Comment un enfant peut-il et doit-il faire face à son destin d’enfant donné en adoption, sur le plan de l’esprit ? Comment cet enfant peut-il et doit-il faire face à son destin, de manière à reconnaitre et à accepter comme précieuse cette grandeur qui lui est demandée, telle quelle ?

L’autre amour

L’enfant peut s’imaginer ses parents, même s’il ne les connaît pas. Il suffit qu’il les perçoive en lui pour qu’il sache immédiatement tout sur eux, car ils sont présents en lui. Ils sont présents dans son corps puisqu’ils sont toujours vivants en lui. Ils sont également présents dans son âme. L’enfant se sent comme eux, porte un certain fardeau comme eux, et peut-être pour eux. Il est intriqué dans leur destin et dans celui de sa famille. Il souffre comme eux, espère comme eux et souhaite la guérison comme eux. Il se sent coupable comme eux, veut expier comme eux, parfois même expier pour leur abandon.

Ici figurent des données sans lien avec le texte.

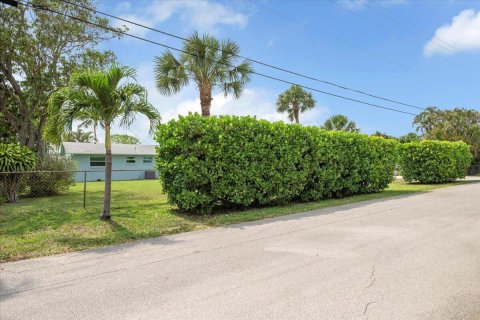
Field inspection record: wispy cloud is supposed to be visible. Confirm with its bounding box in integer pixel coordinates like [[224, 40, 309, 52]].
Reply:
[[423, 9, 480, 56], [106, 63, 329, 143], [338, 0, 407, 10], [114, 0, 249, 36]]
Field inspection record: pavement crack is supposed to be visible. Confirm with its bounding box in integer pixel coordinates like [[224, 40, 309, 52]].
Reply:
[[365, 265, 377, 290], [363, 300, 378, 316]]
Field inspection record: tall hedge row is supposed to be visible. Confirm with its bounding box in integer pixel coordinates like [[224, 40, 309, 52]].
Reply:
[[156, 114, 398, 213], [400, 140, 472, 183]]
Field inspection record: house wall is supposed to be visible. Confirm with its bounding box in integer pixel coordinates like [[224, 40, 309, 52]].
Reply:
[[71, 154, 155, 181]]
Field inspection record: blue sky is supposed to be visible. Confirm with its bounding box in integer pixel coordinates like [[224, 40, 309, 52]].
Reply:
[[97, 0, 480, 143]]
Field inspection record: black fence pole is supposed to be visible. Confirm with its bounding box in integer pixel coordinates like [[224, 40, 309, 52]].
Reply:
[[83, 171, 87, 209]]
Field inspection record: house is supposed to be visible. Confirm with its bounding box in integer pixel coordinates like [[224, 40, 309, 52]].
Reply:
[[60, 142, 156, 181]]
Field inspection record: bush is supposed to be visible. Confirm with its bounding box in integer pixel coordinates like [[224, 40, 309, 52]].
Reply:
[[0, 144, 36, 202], [400, 140, 472, 183], [156, 115, 398, 213], [25, 154, 77, 197]]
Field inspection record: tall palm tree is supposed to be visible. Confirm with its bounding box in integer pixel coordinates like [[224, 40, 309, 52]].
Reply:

Comme ses parents, cet enfant ne pourra se libérer de l’intrication et de ses conséquences que sur le plan de l’esprit, en se connectant à cette force et à son mouvement, au-delà des difficultés qui occupent le devant de sa vie. Cette force les englobe tous avec la même bienveillance et les prend à son service pour un objectif qui les dépasse. C’est un service qu’ils rendent et qui les fait grandir, ainsi que d’autres. L’adoption est quelque chose de difficile pour tous ceux qui y participent, et elle devient un destin pour eux tous, les conduisant à plus d’humanité, plus d’amour, plus d’humilité et plus de grandeur.

L’adieu

Je propose maintenant un exercice intérieur qui peut aider l’enfant adopté à dire adieu à ses parents avec amour. Cet adieu lui exige deux choses : d’abord, l’acceptation inconditionnelle de tout ce qui lui a été donné par ses parents. Deuxièmement, le renoncement, le renoncement complet à demander ou attendre davantage, et ceci pour toujours.
Comment la personne peut-elle réaliser cet exercice?

L’enfant, devenu adulte, ferme les yeux et imagine ses parents devant lui. Ils s’aimaient comme homme et femme. Ils ne pouvaient pas faire autrement. Quelles qu’aient été les circonstances, une force supérieure les a pris à son service. Elle a voulu que la vie soit transmise par eux à cet enfant. L’enfant voit sa mère et son père pris au service de cette force. Et regardant au-delà d’eux, il s’incline profondément devant la force qu’il perçoit. Il prend conscience que, par l’intermédiaire de ses parents, cette force lui donne leur vie et leur amour, et s’occupe aussi de lui avec amour. L’enfant s’abandonne complètement à cette force et à son mouvement, et dit : “Oui, j’accepte tout de toi, je l’accepte comme la vie que tu me donnes grâce à ces parents. J’ouvre mon cœur et mon âme à ce cadeau. Je le garde avec ferveur et respect. Je le suis là où il veut m’emmener. Merci.”

Alors l’enfant regarde sa mère, telle qu’elle est, telle que cette force l’a prise à son service, au prix que cela lui a coûté et au prix que cela lui coûte peut- être encore maintenant.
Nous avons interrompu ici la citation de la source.